I have binary logging set up for master / slave replication from MySQL 5.5 to Percona 5.5. It was working fine for over a month, but a couple of days ago (April 12) the server ran out of drive space due to a sudden increase in binary log file growth on the master. It went from a few 100 MB log files per day to a few per minute. The ibdata file hasn’t shown the same rate of growth, holding steady at around 20 GB. I reviewed the error logs on the master and saw that it started producing the error below on April 6th. After some research I changed the innodb_log_file_size config to 256M. Previously it was at the default value. I restarted the server but soon started seeing the same problem of high log file growth rate. At this point I’ve shut down logging (and replication) for fear of running out of drive space again.
At this point I’m not sure how to proceed and am reaching out for suggestions. Googling the problem didn’t yield much. It seems odd that the log files would grow at such a high rate while the ibdata file wouldn’t. The log files were adding the equivalent of the total ibdata file size every hour.
Thank you,
Victorio
130406 17:56:39 InnoDB: ERROR: the age of the last checkpoint is 9435301,
InnoDB: which exceeds the log group capacity 9433498.
InnoDB: If you are using big BLOB or TEXT rows, you must set the
InnoDB: combined size of log files at least 10 times bigger than the
InnoDB: largest such row.
innodb_log_file_size and binary logs are independent in this case. To check what is writing the binlogs, you can get a sample with mysqlbinlog and investigate more about your binlogs, you can get a sample and check the queries there.

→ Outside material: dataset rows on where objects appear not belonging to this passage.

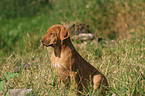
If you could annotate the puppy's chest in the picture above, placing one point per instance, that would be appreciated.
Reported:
(61, 63)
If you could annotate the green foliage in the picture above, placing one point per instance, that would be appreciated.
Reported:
(7, 76)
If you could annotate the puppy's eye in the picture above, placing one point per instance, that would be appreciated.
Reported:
(51, 33)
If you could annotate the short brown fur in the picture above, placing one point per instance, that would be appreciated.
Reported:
(69, 62)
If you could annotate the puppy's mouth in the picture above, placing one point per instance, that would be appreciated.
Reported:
(47, 45)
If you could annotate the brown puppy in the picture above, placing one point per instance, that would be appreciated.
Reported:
(68, 61)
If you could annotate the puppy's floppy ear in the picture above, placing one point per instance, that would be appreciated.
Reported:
(64, 33)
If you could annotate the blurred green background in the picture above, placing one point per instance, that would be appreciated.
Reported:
(24, 22)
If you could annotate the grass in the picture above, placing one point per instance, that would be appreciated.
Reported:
(122, 64)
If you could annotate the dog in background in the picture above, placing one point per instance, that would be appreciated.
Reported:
(68, 61)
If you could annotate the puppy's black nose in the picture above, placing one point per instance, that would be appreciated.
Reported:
(42, 40)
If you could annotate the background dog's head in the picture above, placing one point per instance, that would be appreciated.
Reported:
(56, 34)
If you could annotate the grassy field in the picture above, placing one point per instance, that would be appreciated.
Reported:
(123, 63)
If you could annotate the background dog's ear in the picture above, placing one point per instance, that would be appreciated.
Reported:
(64, 34)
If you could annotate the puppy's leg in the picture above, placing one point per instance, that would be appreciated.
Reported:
(99, 80)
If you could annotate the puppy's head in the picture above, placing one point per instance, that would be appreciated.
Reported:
(55, 36)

Also, if you are using binlog_format ROW, keep in mind that if you change a range of rows in your master (UPDATE table SET status=0 WHERE id < 1000) it will generate 1000 or entries in your binary log file.

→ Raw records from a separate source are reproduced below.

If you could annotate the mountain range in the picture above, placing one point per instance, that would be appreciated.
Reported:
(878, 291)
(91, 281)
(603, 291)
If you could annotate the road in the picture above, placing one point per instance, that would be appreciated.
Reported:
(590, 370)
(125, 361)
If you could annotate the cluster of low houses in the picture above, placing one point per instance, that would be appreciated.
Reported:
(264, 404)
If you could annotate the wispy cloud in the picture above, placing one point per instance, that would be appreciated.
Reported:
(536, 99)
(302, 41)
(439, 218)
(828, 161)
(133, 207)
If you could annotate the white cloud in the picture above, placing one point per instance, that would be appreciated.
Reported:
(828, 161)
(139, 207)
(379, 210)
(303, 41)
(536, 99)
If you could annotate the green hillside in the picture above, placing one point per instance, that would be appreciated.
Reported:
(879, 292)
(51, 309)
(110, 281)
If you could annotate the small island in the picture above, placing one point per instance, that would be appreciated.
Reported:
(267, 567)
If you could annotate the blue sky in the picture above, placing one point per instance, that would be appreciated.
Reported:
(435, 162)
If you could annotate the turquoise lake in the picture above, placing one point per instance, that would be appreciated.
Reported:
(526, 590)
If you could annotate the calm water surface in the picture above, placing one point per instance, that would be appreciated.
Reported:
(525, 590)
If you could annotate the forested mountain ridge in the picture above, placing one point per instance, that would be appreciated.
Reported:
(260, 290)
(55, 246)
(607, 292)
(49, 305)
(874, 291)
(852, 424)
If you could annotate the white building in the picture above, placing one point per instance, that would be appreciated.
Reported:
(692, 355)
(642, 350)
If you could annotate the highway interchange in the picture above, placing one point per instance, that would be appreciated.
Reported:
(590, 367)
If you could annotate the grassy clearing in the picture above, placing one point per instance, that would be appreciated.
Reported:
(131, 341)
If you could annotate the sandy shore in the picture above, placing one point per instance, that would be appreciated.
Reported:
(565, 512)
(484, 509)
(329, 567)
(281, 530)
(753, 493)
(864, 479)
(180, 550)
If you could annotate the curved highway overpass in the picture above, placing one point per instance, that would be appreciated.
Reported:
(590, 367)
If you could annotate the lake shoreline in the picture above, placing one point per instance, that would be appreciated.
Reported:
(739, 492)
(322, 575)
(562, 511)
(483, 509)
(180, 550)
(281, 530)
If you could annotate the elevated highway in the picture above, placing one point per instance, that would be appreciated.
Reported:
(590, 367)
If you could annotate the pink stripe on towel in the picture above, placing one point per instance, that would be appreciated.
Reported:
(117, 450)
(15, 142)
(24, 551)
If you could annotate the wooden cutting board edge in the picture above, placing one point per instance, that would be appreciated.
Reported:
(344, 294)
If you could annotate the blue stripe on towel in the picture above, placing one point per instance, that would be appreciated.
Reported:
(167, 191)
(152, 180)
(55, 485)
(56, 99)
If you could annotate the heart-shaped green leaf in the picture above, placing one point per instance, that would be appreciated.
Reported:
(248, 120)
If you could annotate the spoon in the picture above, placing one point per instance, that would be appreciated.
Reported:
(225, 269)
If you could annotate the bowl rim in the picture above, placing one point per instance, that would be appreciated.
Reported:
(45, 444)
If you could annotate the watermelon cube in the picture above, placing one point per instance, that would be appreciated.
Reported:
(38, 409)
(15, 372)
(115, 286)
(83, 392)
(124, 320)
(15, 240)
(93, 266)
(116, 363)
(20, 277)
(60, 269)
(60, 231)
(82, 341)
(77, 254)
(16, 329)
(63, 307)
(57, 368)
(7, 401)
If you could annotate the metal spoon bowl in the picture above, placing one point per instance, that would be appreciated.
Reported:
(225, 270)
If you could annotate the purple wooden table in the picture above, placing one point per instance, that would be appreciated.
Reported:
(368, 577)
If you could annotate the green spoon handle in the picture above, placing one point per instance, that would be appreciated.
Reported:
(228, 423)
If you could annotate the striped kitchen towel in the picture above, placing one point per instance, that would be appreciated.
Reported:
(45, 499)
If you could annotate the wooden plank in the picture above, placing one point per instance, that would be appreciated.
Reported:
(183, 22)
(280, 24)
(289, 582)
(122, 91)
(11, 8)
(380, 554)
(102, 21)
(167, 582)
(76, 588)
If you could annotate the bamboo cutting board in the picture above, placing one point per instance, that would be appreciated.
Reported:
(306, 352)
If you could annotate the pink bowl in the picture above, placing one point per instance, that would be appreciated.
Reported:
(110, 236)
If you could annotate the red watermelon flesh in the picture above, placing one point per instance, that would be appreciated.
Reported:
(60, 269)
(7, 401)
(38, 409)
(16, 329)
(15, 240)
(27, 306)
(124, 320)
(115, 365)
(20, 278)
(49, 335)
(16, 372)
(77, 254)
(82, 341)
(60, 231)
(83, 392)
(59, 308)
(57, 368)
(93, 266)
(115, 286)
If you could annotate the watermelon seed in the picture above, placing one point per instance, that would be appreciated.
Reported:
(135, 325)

To check the binary log file if you are using binlog_format ROW, you have to use “mysqlbinlog -v --base64-output=DECODE-ROWS log_file”

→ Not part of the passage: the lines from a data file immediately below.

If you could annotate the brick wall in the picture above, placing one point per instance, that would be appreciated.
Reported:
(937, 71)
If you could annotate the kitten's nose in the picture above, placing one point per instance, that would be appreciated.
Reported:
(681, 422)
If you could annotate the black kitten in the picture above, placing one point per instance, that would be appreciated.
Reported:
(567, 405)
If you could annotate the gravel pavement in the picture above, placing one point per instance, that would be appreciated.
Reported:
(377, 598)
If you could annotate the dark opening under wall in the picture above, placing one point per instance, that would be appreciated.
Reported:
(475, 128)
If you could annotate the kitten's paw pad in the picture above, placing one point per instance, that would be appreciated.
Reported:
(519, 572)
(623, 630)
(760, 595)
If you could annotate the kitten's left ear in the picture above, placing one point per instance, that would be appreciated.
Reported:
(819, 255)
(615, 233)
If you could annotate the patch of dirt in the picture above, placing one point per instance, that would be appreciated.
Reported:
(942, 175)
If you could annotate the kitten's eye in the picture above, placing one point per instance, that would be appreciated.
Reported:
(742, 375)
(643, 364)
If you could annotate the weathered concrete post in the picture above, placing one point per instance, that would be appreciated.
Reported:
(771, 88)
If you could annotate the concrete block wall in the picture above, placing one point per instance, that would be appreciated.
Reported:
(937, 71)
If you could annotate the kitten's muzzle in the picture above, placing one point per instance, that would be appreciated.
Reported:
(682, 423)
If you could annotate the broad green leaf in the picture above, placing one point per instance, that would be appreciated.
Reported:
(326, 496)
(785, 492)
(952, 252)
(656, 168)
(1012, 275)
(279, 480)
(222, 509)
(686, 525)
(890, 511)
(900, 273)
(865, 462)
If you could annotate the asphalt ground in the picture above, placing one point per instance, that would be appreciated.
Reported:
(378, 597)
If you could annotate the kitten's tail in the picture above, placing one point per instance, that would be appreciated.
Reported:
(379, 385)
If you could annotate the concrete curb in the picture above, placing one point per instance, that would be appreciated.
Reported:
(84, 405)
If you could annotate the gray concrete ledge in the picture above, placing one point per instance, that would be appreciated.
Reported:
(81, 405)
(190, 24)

Thanks for the reply. I’m using STATEMENT format. As suggested, I used mysqlbinlog to look at some of the log files. Mostly it’s INSERTs interspersed with UPDATEs on individual rows. It does seem like there are some largish UPDATEs, possibly on the same row, which I think could explain my problem? However, I can’t tell easily since I’m using less on the command line to look at these logs. I thought maybe I could use pt-query-digest to get a summary report on these logs, but when I ran it on my log file all I got was the output copied below. Note that no profile data is being reported. I’m very new to this tool, so perhaps I’m not using it properly? All I did was run pt-query-digest followed by the log file name.
# 8.4s user time, 320ms system time, 856.91M rss, 1002.16M vsz
# Current date: Sun Apr 14 22:12:01 2013
# Hostname: Sync_Server
# Files: mysql-bin.001286
# Overall: 0 total, 1 unique, 0 QPS, 0x concurrency ______________________
# Attribute total min max avg 95% stddev median
# ============ ======= ======= ======= ======= ======= ======= =======
# Query size 101.71M 101.71M 101.71M 101.71M 101.71M 0 101.71M
# Profile
# Rank Query ID Response time Calls R/Call V/M Item
# =========== =========== =========== =========== =========== ===== ======
I don’t think you need a summary from pt-query-digest. The problem should be a large number of statements, so by going through your logfiles you should see a large number of statements. Previously, the number of statements was less. Maybe by going through the logfiles you can see why there is an explosion in the number of statements.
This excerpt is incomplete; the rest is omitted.